En collaboration avec Arcinfo, Le Rendez-vous Santé
Les maladies allergiques, atteintes auto-immunes et immunodéficiences sont au cœur de la consultation d’immunologie et allergologie du RHNe. Elle effectue des tests, établit le diagnostic et instaure la prise en charge.
Diagnostic, prise en charge, investigations pour identifier une affection du système immunitaire… Des tâches qui nécessitent souvent une collaboration multidisciplinaire avec d’autres spécialistes.
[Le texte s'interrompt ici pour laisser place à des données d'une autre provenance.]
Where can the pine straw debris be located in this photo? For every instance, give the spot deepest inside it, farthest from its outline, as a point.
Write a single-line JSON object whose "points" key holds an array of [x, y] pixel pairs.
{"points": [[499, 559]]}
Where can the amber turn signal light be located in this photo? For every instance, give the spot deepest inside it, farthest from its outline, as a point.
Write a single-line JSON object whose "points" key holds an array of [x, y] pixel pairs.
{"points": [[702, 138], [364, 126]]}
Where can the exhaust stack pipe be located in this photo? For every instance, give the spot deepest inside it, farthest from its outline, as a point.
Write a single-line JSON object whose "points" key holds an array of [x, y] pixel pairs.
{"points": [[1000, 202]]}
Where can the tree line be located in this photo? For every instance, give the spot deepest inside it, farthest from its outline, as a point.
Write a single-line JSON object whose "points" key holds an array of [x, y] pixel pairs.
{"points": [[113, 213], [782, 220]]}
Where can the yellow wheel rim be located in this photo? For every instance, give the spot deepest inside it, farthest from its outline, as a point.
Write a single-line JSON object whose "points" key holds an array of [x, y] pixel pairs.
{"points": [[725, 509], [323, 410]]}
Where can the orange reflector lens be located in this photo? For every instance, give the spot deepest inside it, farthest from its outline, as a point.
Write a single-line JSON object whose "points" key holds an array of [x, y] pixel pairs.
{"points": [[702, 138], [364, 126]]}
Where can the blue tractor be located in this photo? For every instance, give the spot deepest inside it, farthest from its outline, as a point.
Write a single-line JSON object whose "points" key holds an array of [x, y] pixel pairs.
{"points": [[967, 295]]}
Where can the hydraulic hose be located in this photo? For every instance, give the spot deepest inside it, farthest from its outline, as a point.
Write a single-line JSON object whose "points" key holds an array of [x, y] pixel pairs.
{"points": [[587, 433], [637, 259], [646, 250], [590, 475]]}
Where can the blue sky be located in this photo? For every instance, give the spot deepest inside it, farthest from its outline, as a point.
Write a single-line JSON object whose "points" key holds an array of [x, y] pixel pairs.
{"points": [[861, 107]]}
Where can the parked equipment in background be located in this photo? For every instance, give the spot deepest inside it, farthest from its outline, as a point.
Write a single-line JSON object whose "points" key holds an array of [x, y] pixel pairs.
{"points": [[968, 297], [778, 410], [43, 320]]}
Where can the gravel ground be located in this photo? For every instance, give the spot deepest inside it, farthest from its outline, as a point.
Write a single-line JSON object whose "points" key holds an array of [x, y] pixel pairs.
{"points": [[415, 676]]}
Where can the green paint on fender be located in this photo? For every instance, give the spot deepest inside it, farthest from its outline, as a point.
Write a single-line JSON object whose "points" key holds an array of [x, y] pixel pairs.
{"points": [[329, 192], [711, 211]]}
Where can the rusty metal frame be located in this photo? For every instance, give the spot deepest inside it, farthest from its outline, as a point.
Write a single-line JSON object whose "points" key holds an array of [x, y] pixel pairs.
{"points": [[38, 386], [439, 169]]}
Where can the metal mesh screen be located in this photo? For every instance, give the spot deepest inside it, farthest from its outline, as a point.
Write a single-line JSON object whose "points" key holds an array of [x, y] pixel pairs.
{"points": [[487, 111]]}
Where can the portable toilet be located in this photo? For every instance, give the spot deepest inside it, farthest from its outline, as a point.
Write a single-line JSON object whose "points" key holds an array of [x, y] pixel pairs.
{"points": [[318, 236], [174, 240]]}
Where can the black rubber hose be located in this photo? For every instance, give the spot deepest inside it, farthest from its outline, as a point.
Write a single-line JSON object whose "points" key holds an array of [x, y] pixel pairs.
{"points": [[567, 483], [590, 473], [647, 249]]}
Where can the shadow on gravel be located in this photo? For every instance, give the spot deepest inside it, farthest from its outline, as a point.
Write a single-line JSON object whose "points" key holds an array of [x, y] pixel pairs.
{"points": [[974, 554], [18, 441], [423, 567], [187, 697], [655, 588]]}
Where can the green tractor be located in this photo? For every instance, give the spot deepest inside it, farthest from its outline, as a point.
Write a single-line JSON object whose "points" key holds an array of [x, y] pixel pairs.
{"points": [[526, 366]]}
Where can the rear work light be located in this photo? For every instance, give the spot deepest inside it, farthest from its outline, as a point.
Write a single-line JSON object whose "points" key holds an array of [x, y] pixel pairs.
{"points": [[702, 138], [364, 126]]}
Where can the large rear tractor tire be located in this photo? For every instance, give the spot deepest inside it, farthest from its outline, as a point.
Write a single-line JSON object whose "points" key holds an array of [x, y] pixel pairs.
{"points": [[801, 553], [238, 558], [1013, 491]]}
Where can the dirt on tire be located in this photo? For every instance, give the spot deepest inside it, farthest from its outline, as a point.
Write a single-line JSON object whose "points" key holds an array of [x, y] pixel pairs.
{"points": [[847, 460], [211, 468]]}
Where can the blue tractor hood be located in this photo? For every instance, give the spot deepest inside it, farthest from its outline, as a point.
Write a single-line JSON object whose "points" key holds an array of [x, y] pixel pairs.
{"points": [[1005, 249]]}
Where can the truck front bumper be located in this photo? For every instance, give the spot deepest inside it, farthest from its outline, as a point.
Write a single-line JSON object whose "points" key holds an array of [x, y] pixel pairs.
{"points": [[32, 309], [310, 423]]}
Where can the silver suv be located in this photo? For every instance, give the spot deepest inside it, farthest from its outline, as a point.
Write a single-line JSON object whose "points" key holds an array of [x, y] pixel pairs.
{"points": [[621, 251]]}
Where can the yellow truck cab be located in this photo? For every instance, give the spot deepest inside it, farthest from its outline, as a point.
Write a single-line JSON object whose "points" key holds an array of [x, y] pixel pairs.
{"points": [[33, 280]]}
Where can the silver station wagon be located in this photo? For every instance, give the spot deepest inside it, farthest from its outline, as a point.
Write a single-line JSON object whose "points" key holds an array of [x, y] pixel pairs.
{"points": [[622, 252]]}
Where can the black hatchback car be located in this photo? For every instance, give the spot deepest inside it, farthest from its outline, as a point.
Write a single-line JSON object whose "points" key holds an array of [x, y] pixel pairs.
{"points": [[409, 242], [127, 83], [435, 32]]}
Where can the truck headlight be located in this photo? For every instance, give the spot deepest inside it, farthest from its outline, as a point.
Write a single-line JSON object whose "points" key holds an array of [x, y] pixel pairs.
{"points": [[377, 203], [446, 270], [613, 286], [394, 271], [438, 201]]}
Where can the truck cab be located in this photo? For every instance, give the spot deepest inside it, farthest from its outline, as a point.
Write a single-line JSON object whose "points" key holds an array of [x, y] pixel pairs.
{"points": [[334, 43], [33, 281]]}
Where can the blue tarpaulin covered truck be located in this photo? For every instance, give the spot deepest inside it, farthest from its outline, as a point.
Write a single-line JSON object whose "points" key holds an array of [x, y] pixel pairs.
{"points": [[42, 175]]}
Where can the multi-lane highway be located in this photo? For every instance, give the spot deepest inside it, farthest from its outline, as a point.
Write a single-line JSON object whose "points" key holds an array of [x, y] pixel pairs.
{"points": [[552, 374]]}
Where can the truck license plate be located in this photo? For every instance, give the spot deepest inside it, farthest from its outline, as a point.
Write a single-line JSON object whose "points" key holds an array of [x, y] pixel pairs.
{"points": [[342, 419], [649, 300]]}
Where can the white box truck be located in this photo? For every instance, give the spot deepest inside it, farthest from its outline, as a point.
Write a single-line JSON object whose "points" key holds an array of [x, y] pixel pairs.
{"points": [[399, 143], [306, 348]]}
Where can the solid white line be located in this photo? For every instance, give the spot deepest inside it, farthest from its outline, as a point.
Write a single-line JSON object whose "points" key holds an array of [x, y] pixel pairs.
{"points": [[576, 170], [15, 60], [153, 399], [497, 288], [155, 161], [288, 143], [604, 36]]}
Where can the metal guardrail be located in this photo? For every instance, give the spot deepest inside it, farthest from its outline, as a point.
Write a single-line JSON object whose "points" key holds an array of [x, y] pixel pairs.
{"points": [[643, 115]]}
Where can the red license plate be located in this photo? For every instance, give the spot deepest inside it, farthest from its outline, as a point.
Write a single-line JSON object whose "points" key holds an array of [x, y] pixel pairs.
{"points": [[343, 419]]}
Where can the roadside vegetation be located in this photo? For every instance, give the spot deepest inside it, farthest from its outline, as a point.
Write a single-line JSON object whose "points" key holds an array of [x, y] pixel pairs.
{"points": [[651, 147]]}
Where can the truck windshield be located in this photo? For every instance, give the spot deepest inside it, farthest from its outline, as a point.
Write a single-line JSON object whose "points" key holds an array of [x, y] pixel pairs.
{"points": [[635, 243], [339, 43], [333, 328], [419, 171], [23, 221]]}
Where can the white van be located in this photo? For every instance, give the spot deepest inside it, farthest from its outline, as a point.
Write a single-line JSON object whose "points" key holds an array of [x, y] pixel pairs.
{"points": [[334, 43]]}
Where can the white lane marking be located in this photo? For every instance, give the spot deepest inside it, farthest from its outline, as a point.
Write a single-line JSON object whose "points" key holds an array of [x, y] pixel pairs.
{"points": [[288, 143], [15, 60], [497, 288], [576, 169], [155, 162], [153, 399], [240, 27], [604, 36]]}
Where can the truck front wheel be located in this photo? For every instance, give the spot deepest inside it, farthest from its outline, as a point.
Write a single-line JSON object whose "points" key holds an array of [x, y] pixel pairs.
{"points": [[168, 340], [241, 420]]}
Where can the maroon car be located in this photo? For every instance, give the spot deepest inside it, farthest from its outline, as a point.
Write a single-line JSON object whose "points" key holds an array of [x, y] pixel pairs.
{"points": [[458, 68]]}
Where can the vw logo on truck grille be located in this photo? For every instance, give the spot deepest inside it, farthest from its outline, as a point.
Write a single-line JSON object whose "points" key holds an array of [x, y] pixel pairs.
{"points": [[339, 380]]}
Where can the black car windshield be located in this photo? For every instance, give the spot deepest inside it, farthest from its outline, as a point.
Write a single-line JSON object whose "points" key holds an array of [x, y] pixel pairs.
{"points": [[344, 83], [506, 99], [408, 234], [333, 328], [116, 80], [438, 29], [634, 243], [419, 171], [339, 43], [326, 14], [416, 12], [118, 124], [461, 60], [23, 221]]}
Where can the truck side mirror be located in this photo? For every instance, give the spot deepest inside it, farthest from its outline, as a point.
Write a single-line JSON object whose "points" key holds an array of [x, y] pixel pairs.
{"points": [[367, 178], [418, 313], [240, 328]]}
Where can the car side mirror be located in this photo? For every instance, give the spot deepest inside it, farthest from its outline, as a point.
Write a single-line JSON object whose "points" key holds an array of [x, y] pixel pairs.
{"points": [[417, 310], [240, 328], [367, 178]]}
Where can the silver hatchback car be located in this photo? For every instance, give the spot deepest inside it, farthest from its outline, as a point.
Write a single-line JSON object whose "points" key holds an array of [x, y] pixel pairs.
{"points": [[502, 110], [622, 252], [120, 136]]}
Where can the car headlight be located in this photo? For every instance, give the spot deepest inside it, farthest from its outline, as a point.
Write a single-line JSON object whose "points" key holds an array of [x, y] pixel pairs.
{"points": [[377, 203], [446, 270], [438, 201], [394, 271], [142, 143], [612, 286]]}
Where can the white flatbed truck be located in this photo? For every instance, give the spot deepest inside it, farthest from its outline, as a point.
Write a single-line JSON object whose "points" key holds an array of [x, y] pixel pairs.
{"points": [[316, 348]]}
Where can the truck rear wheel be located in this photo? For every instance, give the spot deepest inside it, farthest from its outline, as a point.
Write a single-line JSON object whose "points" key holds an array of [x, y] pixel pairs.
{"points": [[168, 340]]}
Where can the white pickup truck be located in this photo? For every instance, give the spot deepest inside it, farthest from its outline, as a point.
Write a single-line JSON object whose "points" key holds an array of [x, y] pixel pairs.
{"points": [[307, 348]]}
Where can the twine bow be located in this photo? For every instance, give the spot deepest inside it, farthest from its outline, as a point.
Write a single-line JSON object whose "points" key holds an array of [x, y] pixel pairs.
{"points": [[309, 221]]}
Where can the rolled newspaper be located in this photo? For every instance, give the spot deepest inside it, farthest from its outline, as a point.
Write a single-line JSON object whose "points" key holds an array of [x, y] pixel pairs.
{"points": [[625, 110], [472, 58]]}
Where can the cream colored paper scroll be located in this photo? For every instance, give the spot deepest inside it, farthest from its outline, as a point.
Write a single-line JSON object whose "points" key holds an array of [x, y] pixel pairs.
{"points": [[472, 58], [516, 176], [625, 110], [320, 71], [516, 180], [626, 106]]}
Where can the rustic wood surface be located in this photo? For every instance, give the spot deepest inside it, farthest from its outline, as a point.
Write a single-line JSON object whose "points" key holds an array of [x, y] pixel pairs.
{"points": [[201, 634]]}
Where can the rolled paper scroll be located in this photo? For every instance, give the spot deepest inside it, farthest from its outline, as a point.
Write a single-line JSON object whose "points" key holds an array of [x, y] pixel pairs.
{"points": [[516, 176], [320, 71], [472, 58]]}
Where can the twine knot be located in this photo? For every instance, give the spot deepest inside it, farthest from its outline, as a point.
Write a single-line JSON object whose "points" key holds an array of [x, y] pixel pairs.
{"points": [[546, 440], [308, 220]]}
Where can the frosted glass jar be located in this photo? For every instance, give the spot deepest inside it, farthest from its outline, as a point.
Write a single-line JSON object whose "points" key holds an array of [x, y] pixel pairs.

Entretien avec le Dr Guillaume Buss, en charge de la consultation d’immunologie et allergologie du RHNe.
Les allergies augmentent, mais dans quelles proportions?
Au début du 20e siècle, 1% de la population était atteinte de rhino-conjonctivite allergique tandis qu’aujourd’hui, c’est 20 fois plus! La proportion de personnes souffrant de maladies allergiques a nettement augmenté: l’eczéma atopique, les allergies alimentaires, la rhino-conjonctivite ou l’asthme allergiques touchent 30% de la population. Les allergies alimentaires concernent 2% des adultes et 5% des enfants en Suisse. Mais dans certains pays anglo-saxons, leur incidence a explosé ces 30-40 dernières années pour atteindre par exemple près de 10% de la population pédiatrique en Australie.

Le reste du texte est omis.